Academics have frequently referred to a 'replication crisis' precisely because the results of so many studies were difficult to reproduce. In education, trials were often carried out by a mix of teachers and researchers.
Larger studies, in particular, created ample opportunities for inadvertent fidelity losses, either through human factors (such as research instructions being misread), or changes in the research environment (for example to the timing or conditions of the test). Ellefson and Professor Daniel Oppenheimer from Carnegie Mellon University developed a computer-based randomised control trial, which, in the first instance, simulated an imaginary intervention in 40 classrooms, each with 25 students.
They ran this over and over again, each time adjusting a set of variables - including the potential effect size of the intervention, the ability levels of the students, and the fidelity of the trial itself. In subsequent models, they added additional, confounding elements which might further affect the results - for example, the quality of resources in the school, or the fact that better teachers might have higher-performing students. The study combined representative permutations of the variables they introduced, modelling 11,055 trials altogether.
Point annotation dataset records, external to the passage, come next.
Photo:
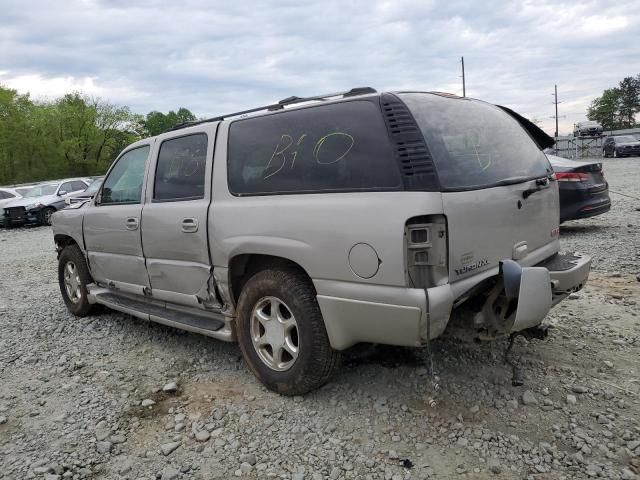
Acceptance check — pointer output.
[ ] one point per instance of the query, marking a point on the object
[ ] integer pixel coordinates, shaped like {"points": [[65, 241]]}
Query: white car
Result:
{"points": [[9, 194], [40, 202]]}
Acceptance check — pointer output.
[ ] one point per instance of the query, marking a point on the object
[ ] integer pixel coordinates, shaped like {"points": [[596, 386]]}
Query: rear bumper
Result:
{"points": [[568, 272], [355, 312]]}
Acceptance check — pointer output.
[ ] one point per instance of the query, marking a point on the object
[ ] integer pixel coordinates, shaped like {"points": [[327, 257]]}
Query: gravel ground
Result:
{"points": [[112, 397]]}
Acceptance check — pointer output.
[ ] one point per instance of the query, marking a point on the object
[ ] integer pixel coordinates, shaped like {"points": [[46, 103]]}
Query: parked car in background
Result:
{"points": [[9, 194], [621, 146], [39, 203], [318, 223], [587, 129], [583, 190], [86, 194]]}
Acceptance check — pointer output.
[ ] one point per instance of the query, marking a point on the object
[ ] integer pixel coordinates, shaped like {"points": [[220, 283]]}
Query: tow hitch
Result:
{"points": [[539, 333]]}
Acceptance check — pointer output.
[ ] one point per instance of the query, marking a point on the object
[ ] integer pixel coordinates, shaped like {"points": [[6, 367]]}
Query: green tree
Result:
{"points": [[606, 109], [156, 122], [617, 107], [629, 100]]}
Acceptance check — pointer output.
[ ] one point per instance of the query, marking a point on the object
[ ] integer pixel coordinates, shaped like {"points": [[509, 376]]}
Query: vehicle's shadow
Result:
{"points": [[581, 229], [387, 356]]}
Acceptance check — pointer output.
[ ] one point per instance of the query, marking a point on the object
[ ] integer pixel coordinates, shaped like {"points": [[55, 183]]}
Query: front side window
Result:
{"points": [[42, 190], [180, 171], [65, 188], [474, 144], [78, 185], [338, 147], [124, 183]]}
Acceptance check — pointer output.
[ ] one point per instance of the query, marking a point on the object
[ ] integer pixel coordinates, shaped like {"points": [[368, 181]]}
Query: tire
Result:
{"points": [[315, 361], [75, 280], [45, 215]]}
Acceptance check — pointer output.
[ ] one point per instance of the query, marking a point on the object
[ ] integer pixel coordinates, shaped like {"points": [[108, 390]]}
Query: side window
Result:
{"points": [[124, 183], [77, 185], [65, 187], [180, 169], [339, 147]]}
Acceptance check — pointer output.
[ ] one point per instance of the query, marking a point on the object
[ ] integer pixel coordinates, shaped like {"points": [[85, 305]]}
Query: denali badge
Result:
{"points": [[472, 267]]}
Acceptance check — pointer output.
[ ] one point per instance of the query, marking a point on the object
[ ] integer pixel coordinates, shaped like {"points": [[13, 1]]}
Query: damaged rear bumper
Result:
{"points": [[355, 312]]}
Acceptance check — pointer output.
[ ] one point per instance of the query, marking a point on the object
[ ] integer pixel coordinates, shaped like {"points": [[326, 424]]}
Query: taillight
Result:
{"points": [[571, 177], [426, 251]]}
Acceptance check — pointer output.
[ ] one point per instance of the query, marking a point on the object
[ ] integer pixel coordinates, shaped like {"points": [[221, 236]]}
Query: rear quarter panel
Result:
{"points": [[68, 222]]}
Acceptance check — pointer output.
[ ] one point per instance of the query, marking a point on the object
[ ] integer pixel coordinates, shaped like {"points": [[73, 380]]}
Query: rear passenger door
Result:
{"points": [[112, 226], [174, 219]]}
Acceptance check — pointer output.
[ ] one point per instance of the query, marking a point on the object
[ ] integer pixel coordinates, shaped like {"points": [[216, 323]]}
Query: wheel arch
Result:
{"points": [[243, 266], [63, 240]]}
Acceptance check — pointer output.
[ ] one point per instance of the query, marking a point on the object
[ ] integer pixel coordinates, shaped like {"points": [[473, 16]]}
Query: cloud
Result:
{"points": [[214, 57]]}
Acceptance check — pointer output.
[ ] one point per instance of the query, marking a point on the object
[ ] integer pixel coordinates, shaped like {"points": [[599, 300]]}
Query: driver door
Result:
{"points": [[112, 225]]}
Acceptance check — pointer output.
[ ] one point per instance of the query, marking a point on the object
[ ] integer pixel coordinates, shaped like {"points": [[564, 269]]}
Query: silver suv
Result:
{"points": [[302, 228]]}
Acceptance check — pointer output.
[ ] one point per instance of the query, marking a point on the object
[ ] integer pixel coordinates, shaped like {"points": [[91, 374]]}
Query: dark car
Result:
{"points": [[87, 194], [621, 146], [583, 190]]}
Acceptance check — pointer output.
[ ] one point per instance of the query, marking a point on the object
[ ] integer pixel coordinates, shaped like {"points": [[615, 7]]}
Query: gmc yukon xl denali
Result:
{"points": [[302, 228]]}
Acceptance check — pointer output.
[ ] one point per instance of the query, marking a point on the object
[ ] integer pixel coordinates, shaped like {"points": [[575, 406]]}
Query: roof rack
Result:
{"points": [[279, 106]]}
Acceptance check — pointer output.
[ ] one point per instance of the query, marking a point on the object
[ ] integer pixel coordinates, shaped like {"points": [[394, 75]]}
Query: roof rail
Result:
{"points": [[278, 106]]}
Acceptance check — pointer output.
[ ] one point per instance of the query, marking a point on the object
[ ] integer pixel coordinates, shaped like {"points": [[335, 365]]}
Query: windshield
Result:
{"points": [[626, 139], [42, 190], [475, 144], [23, 191], [94, 187]]}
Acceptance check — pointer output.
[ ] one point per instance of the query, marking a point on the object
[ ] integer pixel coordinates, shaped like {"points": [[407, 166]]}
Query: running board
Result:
{"points": [[211, 324]]}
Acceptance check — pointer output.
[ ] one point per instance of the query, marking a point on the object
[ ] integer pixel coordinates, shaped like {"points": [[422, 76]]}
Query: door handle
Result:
{"points": [[190, 225], [132, 223]]}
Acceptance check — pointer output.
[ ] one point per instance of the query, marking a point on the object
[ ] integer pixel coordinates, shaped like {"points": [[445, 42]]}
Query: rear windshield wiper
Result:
{"points": [[541, 184], [512, 180]]}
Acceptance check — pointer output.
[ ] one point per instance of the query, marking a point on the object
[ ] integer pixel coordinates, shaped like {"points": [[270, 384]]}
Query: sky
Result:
{"points": [[215, 57]]}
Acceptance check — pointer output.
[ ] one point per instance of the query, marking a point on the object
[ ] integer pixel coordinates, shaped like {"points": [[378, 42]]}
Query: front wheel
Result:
{"points": [[73, 277], [281, 332]]}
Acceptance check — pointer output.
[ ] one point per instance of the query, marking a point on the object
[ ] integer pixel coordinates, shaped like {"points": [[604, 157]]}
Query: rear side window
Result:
{"points": [[180, 170], [124, 183], [77, 185], [339, 147], [475, 144], [66, 187]]}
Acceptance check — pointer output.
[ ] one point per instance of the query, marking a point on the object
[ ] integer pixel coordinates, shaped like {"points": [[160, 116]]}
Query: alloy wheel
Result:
{"points": [[275, 334], [72, 282]]}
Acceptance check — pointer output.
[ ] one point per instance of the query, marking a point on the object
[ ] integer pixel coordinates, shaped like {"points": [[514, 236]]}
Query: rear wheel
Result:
{"points": [[73, 277], [281, 332], [45, 215]]}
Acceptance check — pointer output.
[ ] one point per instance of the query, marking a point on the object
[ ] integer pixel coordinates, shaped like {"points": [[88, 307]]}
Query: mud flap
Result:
{"points": [[534, 298]]}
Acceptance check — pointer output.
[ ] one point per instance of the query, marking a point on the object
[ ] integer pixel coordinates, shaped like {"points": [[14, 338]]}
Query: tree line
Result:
{"points": [[617, 107], [74, 135]]}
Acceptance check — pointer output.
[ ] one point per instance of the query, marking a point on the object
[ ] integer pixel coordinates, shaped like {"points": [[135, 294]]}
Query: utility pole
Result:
{"points": [[464, 88], [555, 101]]}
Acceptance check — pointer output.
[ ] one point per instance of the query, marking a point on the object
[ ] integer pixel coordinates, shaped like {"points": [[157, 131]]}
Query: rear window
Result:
{"points": [[338, 147], [475, 144]]}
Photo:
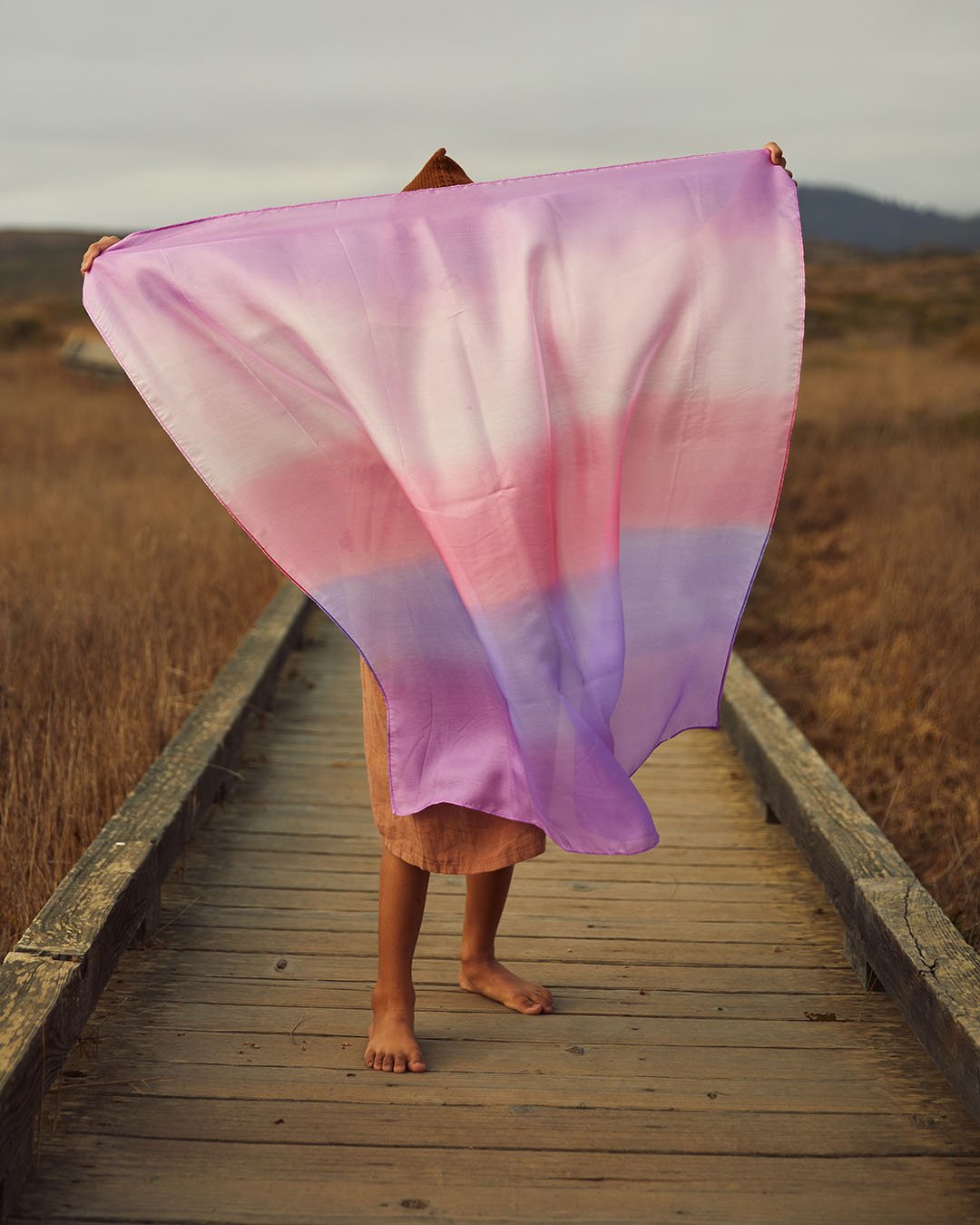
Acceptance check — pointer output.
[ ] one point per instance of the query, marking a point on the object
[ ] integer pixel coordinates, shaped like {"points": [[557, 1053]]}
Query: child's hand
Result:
{"points": [[97, 249], [776, 156]]}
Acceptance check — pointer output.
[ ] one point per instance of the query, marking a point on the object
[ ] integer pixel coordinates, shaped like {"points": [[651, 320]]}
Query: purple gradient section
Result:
{"points": [[524, 441]]}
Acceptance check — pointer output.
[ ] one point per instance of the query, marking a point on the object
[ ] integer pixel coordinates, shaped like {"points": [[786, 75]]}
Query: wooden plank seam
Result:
{"points": [[111, 899], [897, 937]]}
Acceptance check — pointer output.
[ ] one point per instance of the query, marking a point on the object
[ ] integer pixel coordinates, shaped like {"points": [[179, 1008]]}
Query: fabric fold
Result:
{"points": [[524, 441]]}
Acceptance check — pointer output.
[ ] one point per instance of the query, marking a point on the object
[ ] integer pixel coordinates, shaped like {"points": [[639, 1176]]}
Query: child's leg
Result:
{"points": [[391, 1039], [486, 893]]}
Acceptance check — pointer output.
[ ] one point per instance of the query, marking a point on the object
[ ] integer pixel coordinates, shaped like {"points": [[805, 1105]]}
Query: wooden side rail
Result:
{"points": [[52, 979], [896, 935]]}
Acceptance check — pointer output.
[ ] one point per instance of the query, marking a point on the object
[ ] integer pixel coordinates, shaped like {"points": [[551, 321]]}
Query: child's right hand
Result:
{"points": [[97, 249]]}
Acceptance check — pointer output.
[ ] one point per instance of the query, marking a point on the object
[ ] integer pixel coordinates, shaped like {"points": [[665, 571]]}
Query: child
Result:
{"points": [[444, 838]]}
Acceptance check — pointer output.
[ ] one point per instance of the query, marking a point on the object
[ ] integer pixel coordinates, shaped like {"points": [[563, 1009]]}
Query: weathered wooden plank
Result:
{"points": [[577, 906], [545, 1129], [111, 897], [303, 1182], [609, 952], [872, 1008], [39, 1022], [573, 975], [839, 840], [930, 972], [826, 1091], [463, 1054], [896, 934], [527, 926], [203, 868], [262, 1021]]}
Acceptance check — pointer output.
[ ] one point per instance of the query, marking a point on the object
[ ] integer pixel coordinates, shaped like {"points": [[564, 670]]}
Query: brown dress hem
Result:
{"points": [[445, 837]]}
Strikingly, across the entire data set, the results indicated that for every 1 per cent of fidelity lost in a trial, the effect size of the intervention also dropped by 1 per cent. This 1:1 correspondence meant that even a trial with, for example, 80 per cent fidelity, would see a significant drop in effect size, which might cast doubt on the value of the intervention being tested. A more granular analysis then revealed that the effect of fidelity losses tended to be greater where a bigger effect size was anticipated.
In other words, the most promising research innovations were also more sensitive to fidelity violations. Although the confounding factors weakened this overall relationship, fidelity had by far the greatest impact on the effect sizes in all the tests the researchers ran. Ellefson and Oppenheimer suggested that organisations conducting research trials might wish to establish firmer processes for ensuring, measuring and reporting fidelity so that their recommendations were as robust as possible.
Their paper pointed to a research in 2013 which found that only 29 per cent of after-school intervention studies measured fidelity, and another study, in 2010, which found that only 15 per cent of social work intervention studies collected fidelity data.